Mit dem Umzug nach Berlin im Jahr 1974 veränderten sich seine Urlaubsbedürfnisse: An die Stelle der Suche nach Distanz zu den mitteleuropäischen Selbstverständlichkeiten (deshalb zwischen 1969 und 1974 längere Reisen nach Israel, in die Türkei, auf den Balkan und im Mittelmeerraum) trat jetzt die Suche nach Distanz zur hektischen Großstadt Berlin. In dieser Situation wurde die Erinnerung an die Alpen – die er zwischen 1964 und 1967 in Gsteig/Berner Oberland kennen gelernt hatte – wieder wach. Deshalb fuhr er im Sommer 1976 von Berlin in die Alpen, ins Ötztal, was aber gar nicht seinen Erwartungen entsprach. 1977 war er dann das erste Mal in den südpiemontesischen Alpen, die ihn sofort so stark faszinierten, dass er 1978 eine Zeit der Arbeitslosigkeit nutzte, um drei Monate lang durch die gesamten Südwestalpen – von Menton an der Riviera bis nach Aosta – zu wandern.
Seit dieser Zeit wurden ihm die Alpen immer wichtiger: Zuerst standen sie im Mittelpunkt seiner Urlaubszeiten, 1981-1982 nahm er eine selbständige Tätigkeit für die „Nordhessische Fachwerkhausbörse“ in einem Architekturbüro im Kontext des Denkmalschutzes an, um mehr Zeit für die Alpen zu haben, und von 1983 bis 1987 studierte er Geographie an der Technischen Universität Berlin, um sein Alpeninteresse fachlich zu vertiefen und eine Berufstätigkeit im Alpenbereich vorzubereiten. In dieser Zeit erschien 1984 die erste Fassung seines Alpen-Buches, mit dem er überregional bekannt wurde.

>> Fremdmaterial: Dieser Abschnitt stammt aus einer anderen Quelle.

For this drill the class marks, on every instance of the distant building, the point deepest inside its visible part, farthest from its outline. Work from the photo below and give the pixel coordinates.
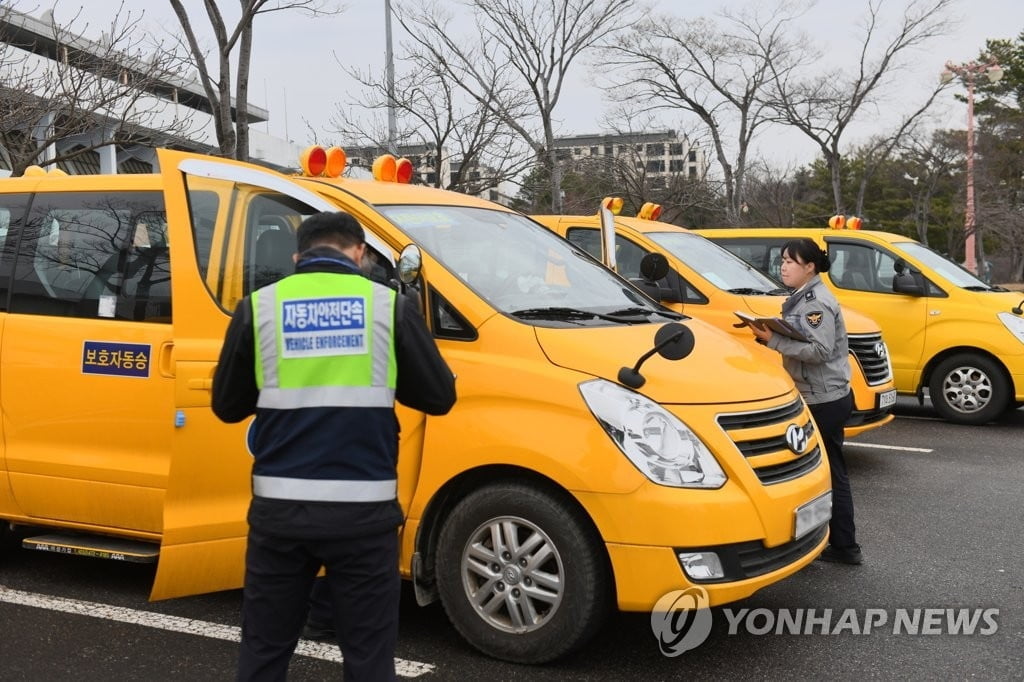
(436, 169)
(32, 40)
(658, 154)
(428, 165)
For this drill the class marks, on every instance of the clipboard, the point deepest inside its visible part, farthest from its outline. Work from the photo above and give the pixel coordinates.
(776, 325)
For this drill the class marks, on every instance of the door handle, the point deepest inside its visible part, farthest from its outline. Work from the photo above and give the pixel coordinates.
(166, 361)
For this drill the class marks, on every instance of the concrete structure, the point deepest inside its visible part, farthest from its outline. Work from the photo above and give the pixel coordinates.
(659, 154)
(169, 103)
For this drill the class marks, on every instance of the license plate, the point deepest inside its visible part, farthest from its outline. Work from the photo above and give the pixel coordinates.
(887, 399)
(813, 514)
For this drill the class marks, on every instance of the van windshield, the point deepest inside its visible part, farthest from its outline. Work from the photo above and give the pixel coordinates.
(948, 269)
(717, 265)
(516, 265)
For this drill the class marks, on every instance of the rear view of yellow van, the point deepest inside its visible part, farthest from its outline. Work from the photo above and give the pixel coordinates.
(709, 283)
(587, 465)
(947, 331)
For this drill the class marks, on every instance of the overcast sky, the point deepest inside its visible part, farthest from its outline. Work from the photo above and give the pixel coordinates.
(296, 77)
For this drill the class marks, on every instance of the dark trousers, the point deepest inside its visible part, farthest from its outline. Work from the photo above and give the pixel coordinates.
(322, 606)
(363, 573)
(830, 417)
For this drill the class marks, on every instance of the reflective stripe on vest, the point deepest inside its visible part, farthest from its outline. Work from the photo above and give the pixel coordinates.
(309, 489)
(325, 340)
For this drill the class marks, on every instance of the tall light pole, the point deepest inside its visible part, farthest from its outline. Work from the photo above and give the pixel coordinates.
(968, 72)
(392, 126)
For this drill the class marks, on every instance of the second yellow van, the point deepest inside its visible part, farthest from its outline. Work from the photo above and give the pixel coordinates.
(709, 283)
(949, 333)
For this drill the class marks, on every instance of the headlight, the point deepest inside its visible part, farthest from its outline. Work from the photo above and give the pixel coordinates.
(1014, 324)
(655, 440)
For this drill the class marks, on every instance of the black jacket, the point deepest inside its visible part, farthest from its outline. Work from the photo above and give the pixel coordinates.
(424, 382)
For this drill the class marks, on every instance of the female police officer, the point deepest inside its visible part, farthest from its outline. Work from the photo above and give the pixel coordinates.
(821, 372)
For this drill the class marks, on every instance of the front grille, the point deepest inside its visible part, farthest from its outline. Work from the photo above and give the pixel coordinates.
(761, 560)
(744, 560)
(866, 347)
(761, 437)
(776, 473)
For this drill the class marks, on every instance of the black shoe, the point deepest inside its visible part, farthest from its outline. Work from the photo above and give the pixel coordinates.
(318, 633)
(850, 555)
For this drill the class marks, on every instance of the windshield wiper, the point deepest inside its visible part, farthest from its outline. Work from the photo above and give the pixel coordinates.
(556, 312)
(646, 312)
(749, 291)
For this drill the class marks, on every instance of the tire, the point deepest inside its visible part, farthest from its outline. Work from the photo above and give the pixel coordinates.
(969, 389)
(545, 596)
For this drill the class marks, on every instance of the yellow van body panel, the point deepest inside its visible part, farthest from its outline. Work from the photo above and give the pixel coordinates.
(721, 305)
(919, 331)
(145, 458)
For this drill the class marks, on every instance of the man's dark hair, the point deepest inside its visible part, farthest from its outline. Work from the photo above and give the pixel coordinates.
(337, 229)
(806, 250)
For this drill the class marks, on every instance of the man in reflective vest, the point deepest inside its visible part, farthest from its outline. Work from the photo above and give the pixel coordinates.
(320, 357)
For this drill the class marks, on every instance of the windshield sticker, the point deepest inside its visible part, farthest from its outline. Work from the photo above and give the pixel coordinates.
(419, 217)
(321, 327)
(116, 359)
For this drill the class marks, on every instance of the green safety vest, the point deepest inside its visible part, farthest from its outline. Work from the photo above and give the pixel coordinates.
(324, 340)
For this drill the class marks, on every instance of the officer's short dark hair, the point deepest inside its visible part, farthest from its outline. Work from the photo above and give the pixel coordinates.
(806, 250)
(338, 229)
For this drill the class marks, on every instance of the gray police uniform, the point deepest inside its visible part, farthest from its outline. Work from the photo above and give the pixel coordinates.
(820, 370)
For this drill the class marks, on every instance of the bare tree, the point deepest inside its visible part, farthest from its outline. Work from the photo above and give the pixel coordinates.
(770, 196)
(880, 147)
(714, 70)
(431, 111)
(232, 130)
(522, 51)
(930, 161)
(823, 105)
(65, 95)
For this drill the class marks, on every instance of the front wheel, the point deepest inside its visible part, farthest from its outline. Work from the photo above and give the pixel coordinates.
(969, 389)
(521, 576)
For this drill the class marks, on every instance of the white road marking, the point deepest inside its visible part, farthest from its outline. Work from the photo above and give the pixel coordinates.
(880, 446)
(323, 650)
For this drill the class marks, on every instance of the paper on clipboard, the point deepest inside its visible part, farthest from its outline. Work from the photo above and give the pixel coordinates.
(776, 325)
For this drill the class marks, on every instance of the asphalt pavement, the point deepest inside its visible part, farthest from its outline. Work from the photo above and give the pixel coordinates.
(940, 519)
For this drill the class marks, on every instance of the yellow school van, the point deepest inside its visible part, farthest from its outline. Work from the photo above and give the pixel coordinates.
(709, 283)
(947, 331)
(603, 452)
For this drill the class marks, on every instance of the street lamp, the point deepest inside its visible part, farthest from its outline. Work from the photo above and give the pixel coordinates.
(968, 72)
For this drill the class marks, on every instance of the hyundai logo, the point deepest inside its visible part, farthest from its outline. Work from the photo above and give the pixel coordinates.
(796, 438)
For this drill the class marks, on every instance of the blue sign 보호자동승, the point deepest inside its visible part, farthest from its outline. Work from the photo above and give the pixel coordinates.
(118, 359)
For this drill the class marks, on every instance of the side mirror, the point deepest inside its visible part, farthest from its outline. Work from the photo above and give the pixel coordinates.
(906, 281)
(673, 341)
(410, 264)
(653, 266)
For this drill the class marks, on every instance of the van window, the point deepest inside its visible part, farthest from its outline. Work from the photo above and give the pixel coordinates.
(100, 255)
(11, 216)
(245, 237)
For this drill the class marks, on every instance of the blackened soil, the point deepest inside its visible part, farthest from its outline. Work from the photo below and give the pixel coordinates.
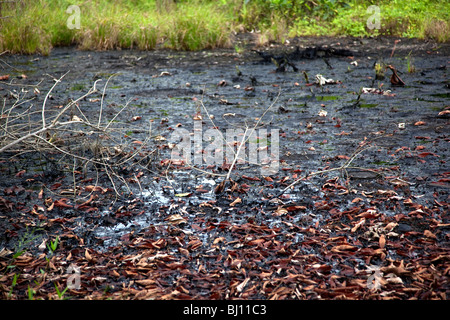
(320, 127)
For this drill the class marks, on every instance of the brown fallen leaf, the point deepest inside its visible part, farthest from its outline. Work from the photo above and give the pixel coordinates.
(343, 247)
(429, 234)
(176, 219)
(382, 241)
(235, 202)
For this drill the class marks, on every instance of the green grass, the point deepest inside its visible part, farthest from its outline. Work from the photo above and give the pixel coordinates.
(37, 25)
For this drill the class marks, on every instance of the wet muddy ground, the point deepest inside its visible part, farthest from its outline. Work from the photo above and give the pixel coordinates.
(170, 235)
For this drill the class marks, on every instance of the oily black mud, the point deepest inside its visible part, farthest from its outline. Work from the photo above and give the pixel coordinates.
(320, 127)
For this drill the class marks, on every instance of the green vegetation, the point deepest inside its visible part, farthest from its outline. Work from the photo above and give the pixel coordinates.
(31, 26)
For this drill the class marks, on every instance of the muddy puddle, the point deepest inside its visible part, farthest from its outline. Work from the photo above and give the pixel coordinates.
(320, 127)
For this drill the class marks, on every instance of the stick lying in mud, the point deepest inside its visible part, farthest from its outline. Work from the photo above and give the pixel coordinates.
(221, 186)
(342, 168)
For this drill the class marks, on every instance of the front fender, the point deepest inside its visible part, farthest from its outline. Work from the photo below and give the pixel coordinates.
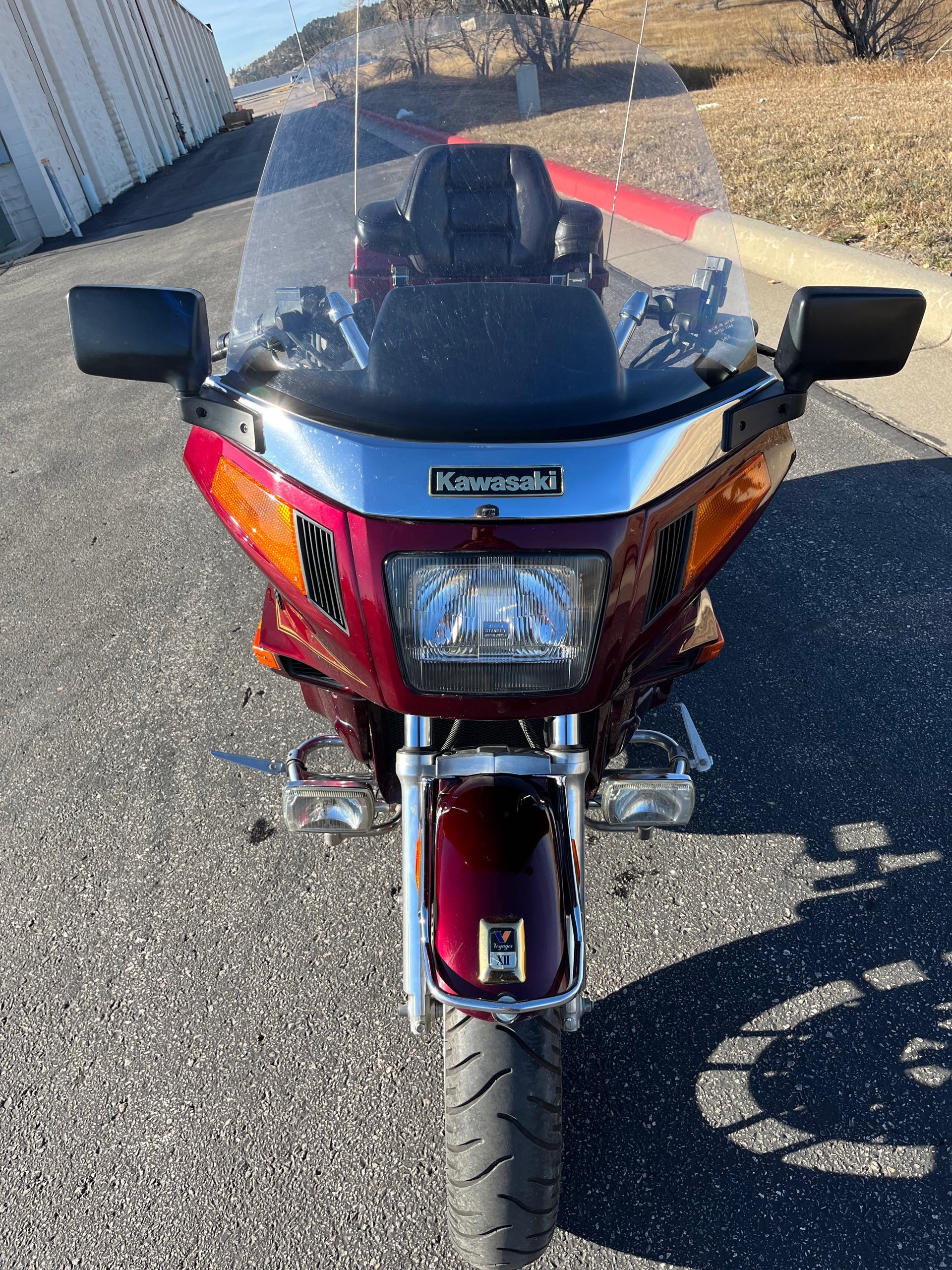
(500, 858)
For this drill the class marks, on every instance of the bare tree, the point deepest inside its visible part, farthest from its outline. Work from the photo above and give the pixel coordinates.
(547, 45)
(416, 19)
(873, 28)
(483, 28)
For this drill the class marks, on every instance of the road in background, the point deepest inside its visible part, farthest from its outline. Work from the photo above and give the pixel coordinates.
(201, 1062)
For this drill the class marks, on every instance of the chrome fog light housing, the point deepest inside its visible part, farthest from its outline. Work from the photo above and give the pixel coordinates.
(648, 799)
(328, 807)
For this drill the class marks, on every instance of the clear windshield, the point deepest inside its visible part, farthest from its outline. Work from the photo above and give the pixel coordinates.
(438, 243)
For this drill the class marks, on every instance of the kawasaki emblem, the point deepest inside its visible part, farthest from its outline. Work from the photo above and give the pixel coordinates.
(502, 482)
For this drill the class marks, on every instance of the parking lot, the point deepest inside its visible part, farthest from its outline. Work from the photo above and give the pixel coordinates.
(201, 1062)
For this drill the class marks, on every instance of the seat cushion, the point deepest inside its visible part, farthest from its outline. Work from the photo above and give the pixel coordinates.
(473, 210)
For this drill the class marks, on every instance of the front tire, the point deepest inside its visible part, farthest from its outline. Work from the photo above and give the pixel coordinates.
(503, 1098)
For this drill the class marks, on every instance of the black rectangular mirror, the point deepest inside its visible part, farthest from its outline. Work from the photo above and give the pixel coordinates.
(847, 333)
(141, 333)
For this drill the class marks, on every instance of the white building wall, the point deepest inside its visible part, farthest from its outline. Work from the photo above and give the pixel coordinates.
(106, 91)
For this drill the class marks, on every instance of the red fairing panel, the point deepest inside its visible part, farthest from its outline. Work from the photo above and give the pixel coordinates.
(365, 661)
(500, 855)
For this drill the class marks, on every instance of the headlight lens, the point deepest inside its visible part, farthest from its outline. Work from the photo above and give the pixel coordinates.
(492, 625)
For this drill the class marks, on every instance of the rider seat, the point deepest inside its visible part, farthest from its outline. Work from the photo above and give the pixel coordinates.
(479, 211)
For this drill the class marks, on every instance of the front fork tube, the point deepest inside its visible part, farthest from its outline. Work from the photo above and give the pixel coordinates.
(416, 769)
(573, 762)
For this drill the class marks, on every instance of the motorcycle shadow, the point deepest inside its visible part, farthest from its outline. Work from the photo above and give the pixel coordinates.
(783, 1100)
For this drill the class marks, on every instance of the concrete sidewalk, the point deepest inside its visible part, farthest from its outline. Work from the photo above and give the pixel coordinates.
(918, 400)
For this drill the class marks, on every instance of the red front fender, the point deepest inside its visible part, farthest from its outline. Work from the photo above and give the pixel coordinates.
(500, 856)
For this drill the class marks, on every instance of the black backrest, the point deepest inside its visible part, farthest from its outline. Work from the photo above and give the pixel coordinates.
(473, 210)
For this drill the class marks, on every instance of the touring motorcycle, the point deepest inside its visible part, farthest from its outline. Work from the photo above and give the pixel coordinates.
(486, 515)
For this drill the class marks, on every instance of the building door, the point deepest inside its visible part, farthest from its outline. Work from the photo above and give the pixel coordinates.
(7, 233)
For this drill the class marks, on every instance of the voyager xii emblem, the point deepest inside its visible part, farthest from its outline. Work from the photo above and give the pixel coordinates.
(502, 952)
(502, 482)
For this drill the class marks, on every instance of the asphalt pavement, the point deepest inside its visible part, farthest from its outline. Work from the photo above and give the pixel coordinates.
(201, 1062)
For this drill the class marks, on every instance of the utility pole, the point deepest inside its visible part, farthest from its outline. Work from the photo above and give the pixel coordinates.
(300, 46)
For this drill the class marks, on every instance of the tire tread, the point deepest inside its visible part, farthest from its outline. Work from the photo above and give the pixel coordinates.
(503, 1087)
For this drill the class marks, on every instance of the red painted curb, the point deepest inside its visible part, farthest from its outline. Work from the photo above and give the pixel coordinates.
(673, 216)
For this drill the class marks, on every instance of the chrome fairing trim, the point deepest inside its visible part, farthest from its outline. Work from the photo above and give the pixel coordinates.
(390, 479)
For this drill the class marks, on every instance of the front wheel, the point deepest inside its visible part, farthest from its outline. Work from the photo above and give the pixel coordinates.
(503, 1096)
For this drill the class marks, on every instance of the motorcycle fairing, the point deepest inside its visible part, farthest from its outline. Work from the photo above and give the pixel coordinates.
(365, 662)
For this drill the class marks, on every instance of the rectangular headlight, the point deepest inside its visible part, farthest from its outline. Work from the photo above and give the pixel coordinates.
(469, 624)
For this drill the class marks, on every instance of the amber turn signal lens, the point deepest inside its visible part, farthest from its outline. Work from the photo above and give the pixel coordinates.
(722, 512)
(266, 520)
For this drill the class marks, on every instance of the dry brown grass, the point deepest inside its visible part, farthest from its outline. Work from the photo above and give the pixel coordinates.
(855, 153)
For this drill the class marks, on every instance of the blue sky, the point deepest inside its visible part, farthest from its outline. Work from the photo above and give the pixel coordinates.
(248, 28)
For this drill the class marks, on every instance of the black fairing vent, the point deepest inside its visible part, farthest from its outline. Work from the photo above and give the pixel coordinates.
(320, 566)
(670, 553)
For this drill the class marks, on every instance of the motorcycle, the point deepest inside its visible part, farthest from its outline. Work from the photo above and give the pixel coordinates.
(488, 517)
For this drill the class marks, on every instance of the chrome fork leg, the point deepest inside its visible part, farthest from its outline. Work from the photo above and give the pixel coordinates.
(574, 766)
(416, 767)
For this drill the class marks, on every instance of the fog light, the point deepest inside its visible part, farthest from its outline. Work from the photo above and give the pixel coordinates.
(328, 807)
(653, 798)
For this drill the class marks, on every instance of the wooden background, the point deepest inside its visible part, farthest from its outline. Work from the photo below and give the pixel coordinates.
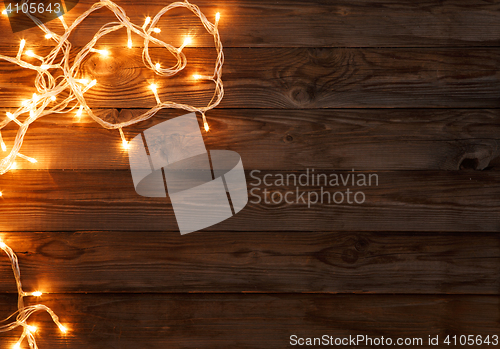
(407, 89)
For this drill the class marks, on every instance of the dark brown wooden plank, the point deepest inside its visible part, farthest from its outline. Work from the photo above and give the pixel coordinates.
(291, 78)
(324, 262)
(255, 321)
(364, 139)
(258, 23)
(465, 201)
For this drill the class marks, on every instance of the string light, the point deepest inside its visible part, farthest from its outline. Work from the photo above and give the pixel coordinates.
(70, 84)
(146, 22)
(24, 312)
(154, 88)
(102, 52)
(124, 140)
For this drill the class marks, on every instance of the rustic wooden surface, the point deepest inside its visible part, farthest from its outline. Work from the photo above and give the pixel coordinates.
(407, 90)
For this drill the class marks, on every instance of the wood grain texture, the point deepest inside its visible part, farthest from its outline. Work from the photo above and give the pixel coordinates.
(254, 321)
(258, 262)
(342, 139)
(403, 201)
(294, 78)
(260, 23)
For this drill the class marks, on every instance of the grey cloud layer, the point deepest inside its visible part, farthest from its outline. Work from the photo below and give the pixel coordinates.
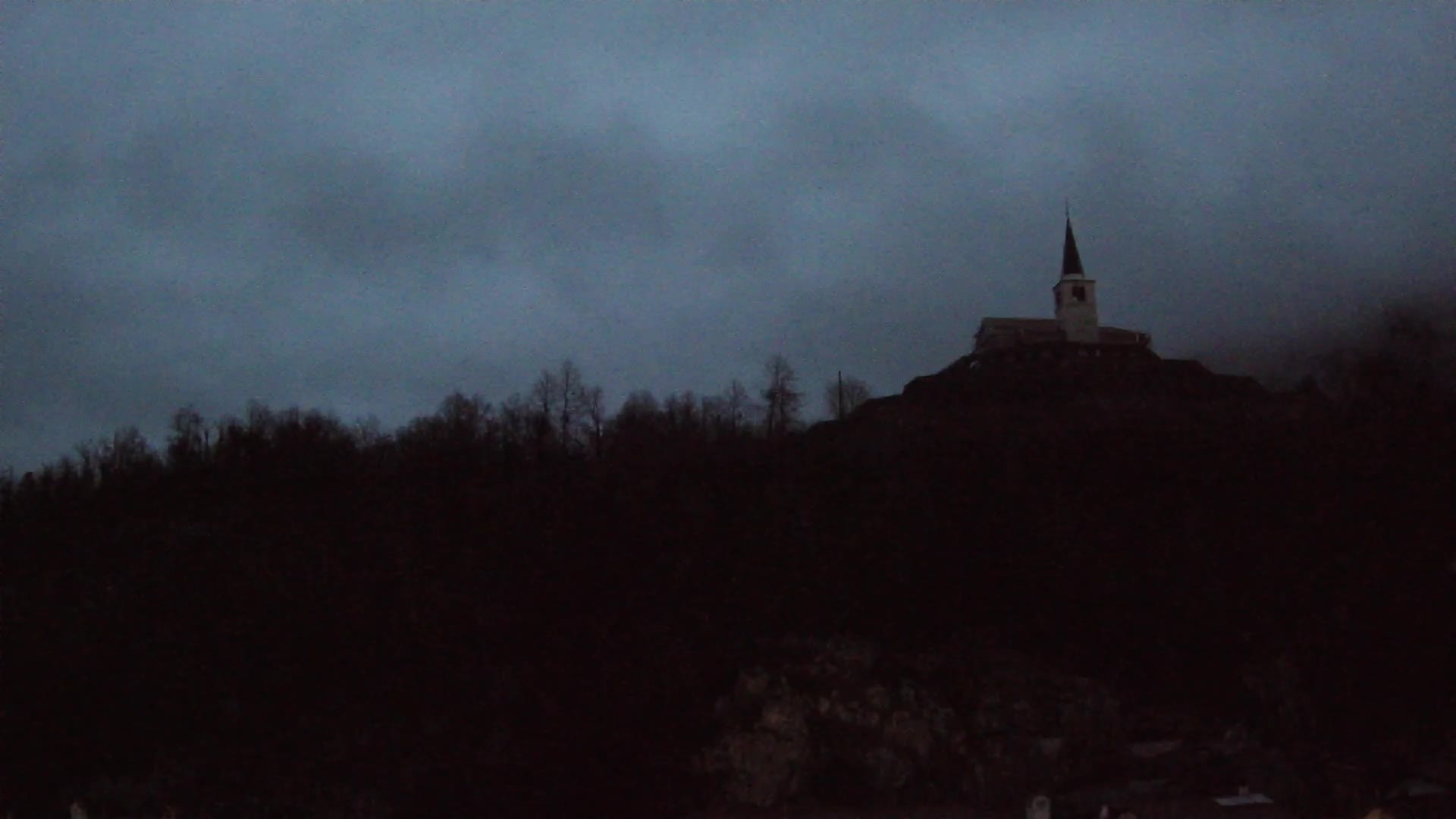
(364, 207)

1988 holte ihn Prof. Paul Messerli an das Geographische Institut der Universität Bern (Schweiz), wo er in kurzer Zeit promovierte (1989) und habilitierte (1993) und von wo aus er zahlreiche, teilweise viel beachtete öffentliche Beiträge zur Alpendiskussion leistete.
Im Jahr 1995 erhielt er einen Ruf an die Universität Erlangen-Nürnberg, wo er seitdem als Professor für Kulturgeographie tätig ist. Nach wie vor stehen die Alpen im Zentrum seines wissenschaftlichen, politischen und persönlichen Engagements, wobei besonders die Jahre 2005 und 2006 mit der italienischen und französischen Ausgabe seines Alpen-Buches und mehreren Preisen in Italien und der Schweiz eine große internationale Anerkennung brachte. Seit dem Wechsel nach Erlangen beschäftigt sich Werner Bätzing neben den Alpen auch mit den ländlichen Räumen in der Metropolregion Nürnberg und hier besonders mit dem neuen Phänomen der Regionalprodukte und ihrer wirtschaftlichen, kulturellen und politischen Aufwertung.